Ya no recordaba Leocadia
el tiempo en que se le caía el techo encima si no pisaba la calle para exhalar
a los cuatro vientos los pesares, flatulencias o capturar gazapos, chismes o
noticias del vecindario, escarbando en las más inverosímiles fuentes o rescoldos.
La casa se había
convertido en tan dramáticas circunstancias en un búnker defensivo contra el
temible enemigo, siendo la mejor estancia de protección, sintiéndose dentro
seguros ante las envenenadas embestidas, ya que al salir a la rúa los
malnacidos bichos podían echar el guante a cualquiera, obligando a acudir
imperiosamente a urgencias y ser sometido a una tortura médica en la UCI,
siendo un afortunado a pesar de todo si no se encontraba colapsada, aunque
teniendo menos esperanzas de salvarse que Carracuca en tan arriesgado y macabro
juego o tiroteo, el cuerpo a cuerpo, en la batalla hospitalaria.

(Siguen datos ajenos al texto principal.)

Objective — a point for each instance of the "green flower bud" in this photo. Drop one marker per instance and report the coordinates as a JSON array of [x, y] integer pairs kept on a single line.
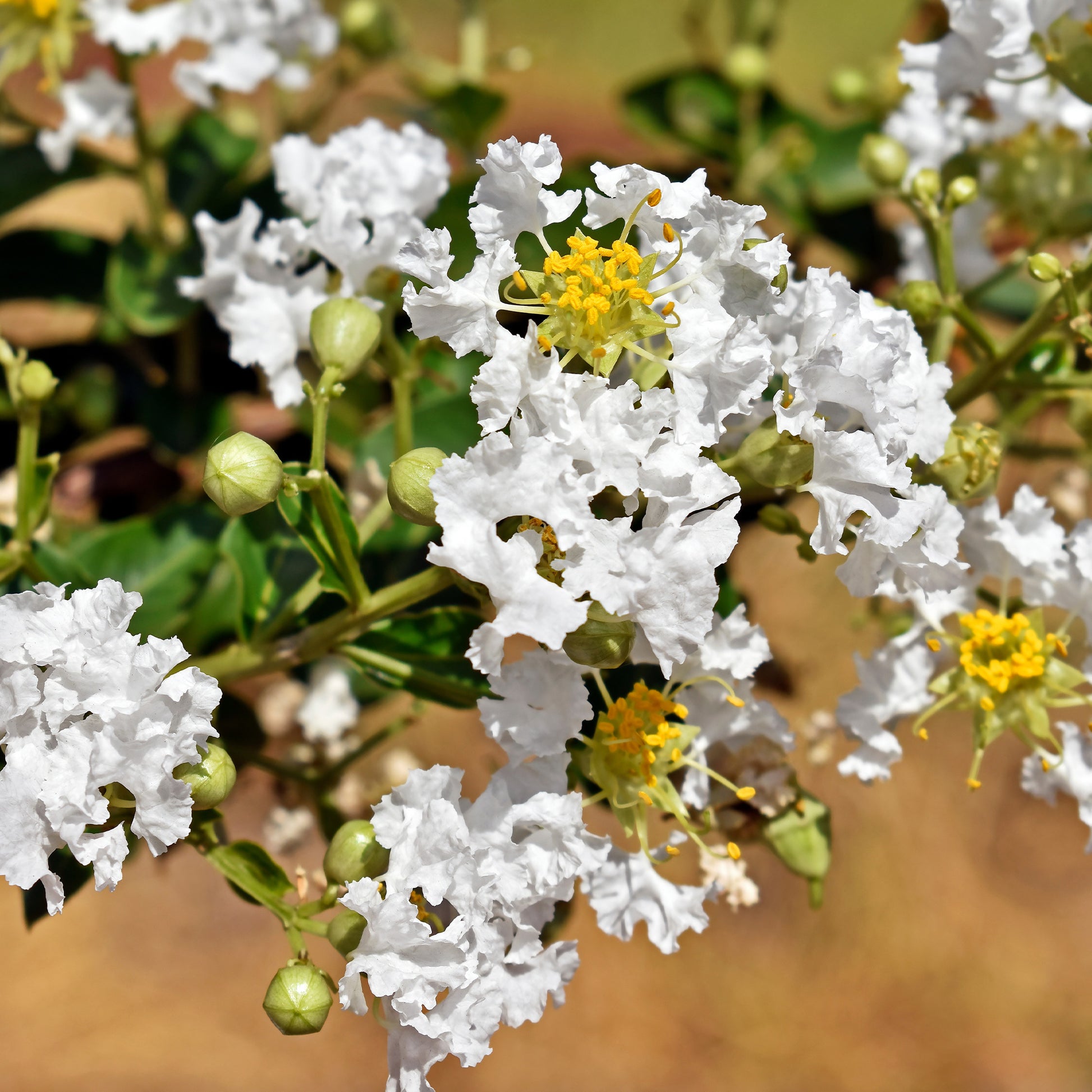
[[850, 88], [801, 839], [407, 485], [299, 999], [369, 26], [926, 185], [36, 382], [962, 190], [884, 160], [747, 67], [345, 930], [922, 300], [344, 333], [242, 474], [210, 779], [602, 640], [1044, 267], [970, 464], [354, 853]]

Gran ventaja tienen en tales coyunturas los cocinillas, que se ponen el mandil y se prestan a innovar platos de restauración en secreto al estilo de los premios Michelín, pero no cabe duda de que algún día saldrá a los cuatro vientos su labor, siendo reconocidos por las creaciones y talento oculto entre fogones y tiritones de frío por los ataques de la pandemia pasando las noches en vilo, y a veces no teniendo agallas o argumentos para mirar el porvenir con confianza, todo lo contrario que les ocurre a las damas que emigran de sus respectivos países con toda clase de género y baratijas para el mercadeo en la rica Europa, su paraíso encontrado, que con no poco orgullo y prestancia con el breve canasto en la cabeza se mueven como pez en el agua pregonando al mundo el producto, desenvolviéndose cual sabias diosas o chamanes mostrando una envidiable entereza digna de encomio, yendo muchas con bebé a bordo, y no les amedrenta la fatiga, la tormenta, la pandemia o la falta de alimento, y renacen de sus propias cenizas, cual ave fénix, con unas nuevas fuerzas sobrehumanas manteniéndose en la brecha, pateando inquietudes, plazas, callejones o barrios en pro de sus metas vitales, alimentando la esperanza de una vida mejor para sus vástagos, sintiéndose una madre feliz.